An explosion at the colliery in 1892 tragically saw 112 men and boys lose their lives as well as 16 pit ponies.
Their lives will be remembered at a special ceremony at the site, now a thriving nature reserve, on Thursday at 8.15am. The short service will take place at the recently enhanced memorial area of the southern end of the reserve.
Parc Slip Colliery closed in 1904 and remained as a derelict area of old coal tips until British Coal Opencast started removing the old coal tips and mining the remaining coal reserves in the 1960s. Restoration of the land began in the early 1980s with the backfilling of the opencast mine.
In 1994, the Coal Board built the Parc Slip Wildlife Trust Visitor Centre for educational purposes on the site.

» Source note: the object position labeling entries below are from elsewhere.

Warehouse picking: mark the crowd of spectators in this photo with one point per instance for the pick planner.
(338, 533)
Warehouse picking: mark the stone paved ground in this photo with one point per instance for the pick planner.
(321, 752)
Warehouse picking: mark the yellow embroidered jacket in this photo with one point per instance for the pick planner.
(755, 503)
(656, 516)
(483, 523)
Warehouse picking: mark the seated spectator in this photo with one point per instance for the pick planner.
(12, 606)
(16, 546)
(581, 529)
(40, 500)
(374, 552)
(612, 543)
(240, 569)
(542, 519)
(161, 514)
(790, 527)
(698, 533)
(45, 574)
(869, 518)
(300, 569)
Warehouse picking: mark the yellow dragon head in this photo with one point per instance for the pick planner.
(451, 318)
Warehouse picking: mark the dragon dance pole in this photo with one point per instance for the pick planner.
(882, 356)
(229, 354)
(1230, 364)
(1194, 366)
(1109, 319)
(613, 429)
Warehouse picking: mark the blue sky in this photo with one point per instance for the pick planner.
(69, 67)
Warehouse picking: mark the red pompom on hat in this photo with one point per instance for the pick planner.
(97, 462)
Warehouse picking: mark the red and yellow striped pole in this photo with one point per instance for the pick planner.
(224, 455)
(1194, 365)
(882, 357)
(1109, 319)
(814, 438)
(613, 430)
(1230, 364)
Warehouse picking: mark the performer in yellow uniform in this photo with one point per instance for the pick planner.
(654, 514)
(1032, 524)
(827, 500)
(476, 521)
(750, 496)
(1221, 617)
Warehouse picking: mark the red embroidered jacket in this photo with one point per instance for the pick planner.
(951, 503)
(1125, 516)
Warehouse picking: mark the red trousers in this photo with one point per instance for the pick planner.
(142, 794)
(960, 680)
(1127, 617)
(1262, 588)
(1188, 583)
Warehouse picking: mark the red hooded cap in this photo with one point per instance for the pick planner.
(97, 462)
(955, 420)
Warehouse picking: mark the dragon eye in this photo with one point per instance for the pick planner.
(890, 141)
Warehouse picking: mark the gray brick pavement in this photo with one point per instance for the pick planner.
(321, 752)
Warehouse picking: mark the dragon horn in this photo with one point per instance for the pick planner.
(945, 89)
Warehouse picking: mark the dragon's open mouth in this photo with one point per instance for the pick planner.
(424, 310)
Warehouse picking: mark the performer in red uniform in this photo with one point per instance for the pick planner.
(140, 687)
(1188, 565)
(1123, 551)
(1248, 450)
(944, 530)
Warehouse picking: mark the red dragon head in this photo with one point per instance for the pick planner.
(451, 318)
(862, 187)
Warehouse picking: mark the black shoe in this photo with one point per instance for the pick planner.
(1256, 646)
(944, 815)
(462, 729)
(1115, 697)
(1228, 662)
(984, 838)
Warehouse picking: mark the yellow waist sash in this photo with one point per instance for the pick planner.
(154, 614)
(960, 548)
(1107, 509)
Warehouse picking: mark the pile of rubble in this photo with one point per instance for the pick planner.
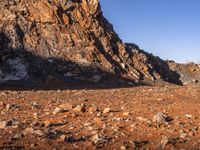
(45, 42)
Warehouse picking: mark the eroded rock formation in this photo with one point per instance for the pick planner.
(70, 41)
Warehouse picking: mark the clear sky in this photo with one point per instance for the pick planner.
(167, 28)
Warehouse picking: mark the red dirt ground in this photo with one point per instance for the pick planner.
(78, 119)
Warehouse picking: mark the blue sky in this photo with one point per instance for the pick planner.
(167, 28)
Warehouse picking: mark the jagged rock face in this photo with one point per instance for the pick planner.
(69, 40)
(189, 73)
(65, 38)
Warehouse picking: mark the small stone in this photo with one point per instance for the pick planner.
(123, 148)
(164, 142)
(95, 138)
(188, 116)
(35, 105)
(38, 132)
(93, 109)
(66, 106)
(17, 136)
(161, 118)
(57, 110)
(142, 119)
(106, 110)
(80, 108)
(62, 138)
(126, 113)
(3, 124)
(2, 104)
(28, 131)
(47, 124)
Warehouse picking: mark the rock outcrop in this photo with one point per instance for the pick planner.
(42, 41)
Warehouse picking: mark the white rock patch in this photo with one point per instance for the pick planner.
(18, 71)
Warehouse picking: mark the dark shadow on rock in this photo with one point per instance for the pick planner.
(157, 65)
(52, 73)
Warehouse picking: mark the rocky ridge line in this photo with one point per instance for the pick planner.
(42, 41)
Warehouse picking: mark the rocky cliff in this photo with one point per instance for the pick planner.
(43, 41)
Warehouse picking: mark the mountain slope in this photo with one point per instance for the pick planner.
(42, 41)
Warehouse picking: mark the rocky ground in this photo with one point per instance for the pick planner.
(146, 117)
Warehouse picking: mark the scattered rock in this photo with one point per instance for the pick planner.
(106, 110)
(126, 113)
(57, 110)
(3, 124)
(28, 131)
(164, 142)
(188, 116)
(80, 108)
(66, 106)
(161, 118)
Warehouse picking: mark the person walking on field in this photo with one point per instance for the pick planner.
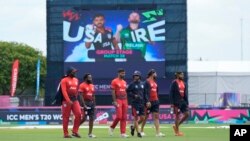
(69, 87)
(136, 91)
(87, 98)
(179, 101)
(151, 90)
(120, 101)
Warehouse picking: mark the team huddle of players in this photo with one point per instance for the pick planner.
(81, 101)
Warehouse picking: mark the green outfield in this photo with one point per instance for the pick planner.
(193, 132)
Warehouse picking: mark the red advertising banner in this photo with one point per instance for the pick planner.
(14, 77)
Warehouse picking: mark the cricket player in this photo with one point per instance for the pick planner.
(69, 86)
(119, 96)
(179, 101)
(103, 37)
(151, 89)
(136, 91)
(87, 98)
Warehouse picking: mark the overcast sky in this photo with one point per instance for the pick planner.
(214, 27)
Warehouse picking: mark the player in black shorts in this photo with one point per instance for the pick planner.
(151, 90)
(179, 101)
(87, 101)
(136, 91)
(103, 38)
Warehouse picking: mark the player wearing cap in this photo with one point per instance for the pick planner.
(119, 96)
(179, 101)
(136, 91)
(87, 100)
(69, 86)
(151, 90)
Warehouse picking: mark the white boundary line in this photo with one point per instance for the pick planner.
(101, 127)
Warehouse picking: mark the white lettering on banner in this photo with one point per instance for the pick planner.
(153, 32)
(102, 117)
(12, 117)
(45, 117)
(29, 117)
(66, 29)
(138, 35)
(57, 116)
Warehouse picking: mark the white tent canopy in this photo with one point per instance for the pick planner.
(208, 80)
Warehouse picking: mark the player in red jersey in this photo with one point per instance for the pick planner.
(179, 101)
(151, 89)
(69, 86)
(120, 101)
(86, 90)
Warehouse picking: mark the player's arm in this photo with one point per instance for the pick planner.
(117, 33)
(114, 97)
(115, 44)
(130, 90)
(81, 100)
(171, 93)
(89, 29)
(147, 93)
(64, 91)
(186, 94)
(94, 100)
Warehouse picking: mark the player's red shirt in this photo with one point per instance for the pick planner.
(119, 85)
(69, 87)
(181, 86)
(153, 96)
(87, 90)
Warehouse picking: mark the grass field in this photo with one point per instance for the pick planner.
(193, 132)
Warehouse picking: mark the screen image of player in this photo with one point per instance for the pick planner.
(114, 38)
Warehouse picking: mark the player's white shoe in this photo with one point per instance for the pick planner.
(92, 136)
(111, 131)
(160, 135)
(124, 135)
(143, 134)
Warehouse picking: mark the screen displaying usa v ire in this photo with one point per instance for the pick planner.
(109, 39)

It is now a base for The Wildlife Trust of South and West Wales which has transformed the former open cast coal mine into a nature reserve made up of wildflower meadows, grassland, woodland, and wetlands.
In 2019, Parc Slip was allocated £400,000 by Welsh Government Valleys Taskforce for creating a range of facilities and carrying out works to enhance the overall visitor experience after becoming part of the Valleys Regional Park.
The work, carried out by local contractors in partnership with Awen Cultural Trust and The Wildlife Trust of South and West Wales, included the creation of a memorial path naming all the people involved on that fateful date in 1892, reclamation and restoration of an original dram, a new handcrafted wooden bench featuring a pit pony and miner, a new colour information panel, a wildflower meadow area, and an audio u-turn machine which tells the story of the day’s events in 1892. The memorial itself was built in 1992 by the voluntary Parc Slip Memorial Committee.
The Parc Slip Colliery disaster was a tragic event in south Wales’ history and it is important that we continue to commemorate it and pay tribute to those brave men and boys who lost their lives on that day in 1892.
The recent Valleys Regional Park investment has helped to enhance the nature reserve and preserve the memory of the industry which was so vital to the surrounding area and its people.
Councillor Stuart Baldwin, Cabinet Member for Communities
The Valleys Regional Park has been supported by the European Social Fund through the Welsh Government and seeks to make the most out of the wealth of natural, cultural and heritage assets in South Wales.